Thursday, October 6, 2022

Tattoo John: A personal reflection

By Michael Casey

BACK in 2006, this reporter was working for the Thurrock Gazette. We were working on a feature on alcoholism in Thurrock. As I submitted the article to my editor, Neil Speight, he looked at it and said: “Something is missing…give a me a minute”. A few minutes later he returned with John Hicks, aka Tattoo John

Tattoo John 2

We sat down and over an hour, John told us about his story. He was articulate, funny, honest and warm. He was honest in that he admitted to his frailties and apologised for letting so many people down.

Two years later, I launched YourThurrock.Com. As I wanted to film a lot of my news, one of the first films I made was an interview with John. Again, we went into the story of a settled family life, working at Fords that was ripped apart by alcoholism.

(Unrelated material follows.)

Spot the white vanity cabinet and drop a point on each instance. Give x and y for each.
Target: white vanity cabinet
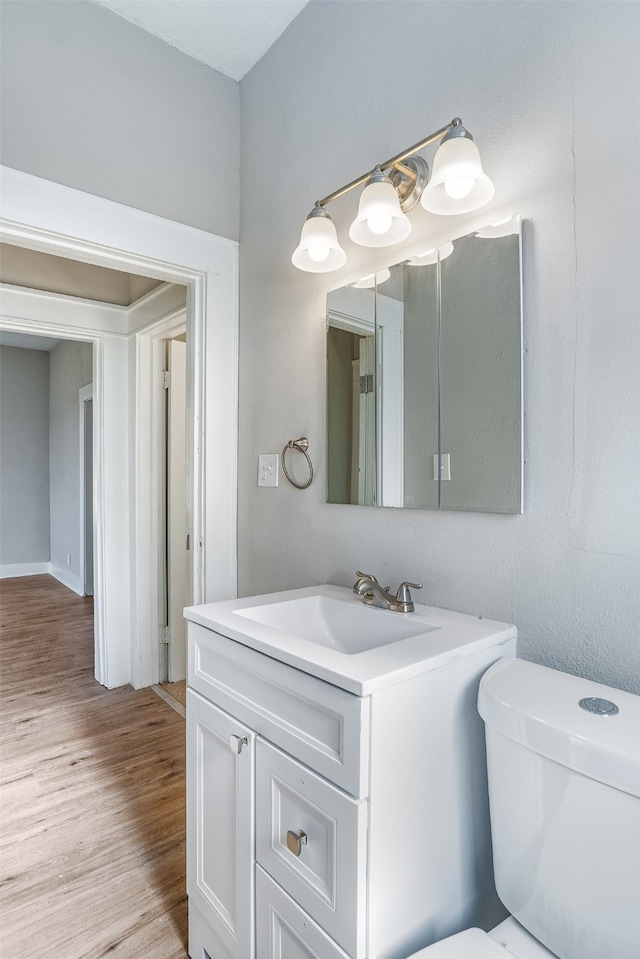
(323, 824)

Over the next few years, if I was passing, I would film little pieces with John. Why? well the camera loved him and he was funny.

There were also films where a number of valid points were made. The one below, although laced with humour, makes a number of points on homelessness.

Yes, I was conscious that there might be a line that could be crossed and some could (and did) say it was exploiting an alcoholic.

I was also aware that he did have a dark side that saw him habitually fall foul of the law.

But the films proved very popular. One from 2009 called Summertime Booze has over 16,000 views on youtube. John started to find he would be walking down the streets of Grays and people would shout “John, legend, saw you on youtube!” He was starting to feel like the Rhinestone Cowboy, “Getting cards and letters from people I don’t even know”.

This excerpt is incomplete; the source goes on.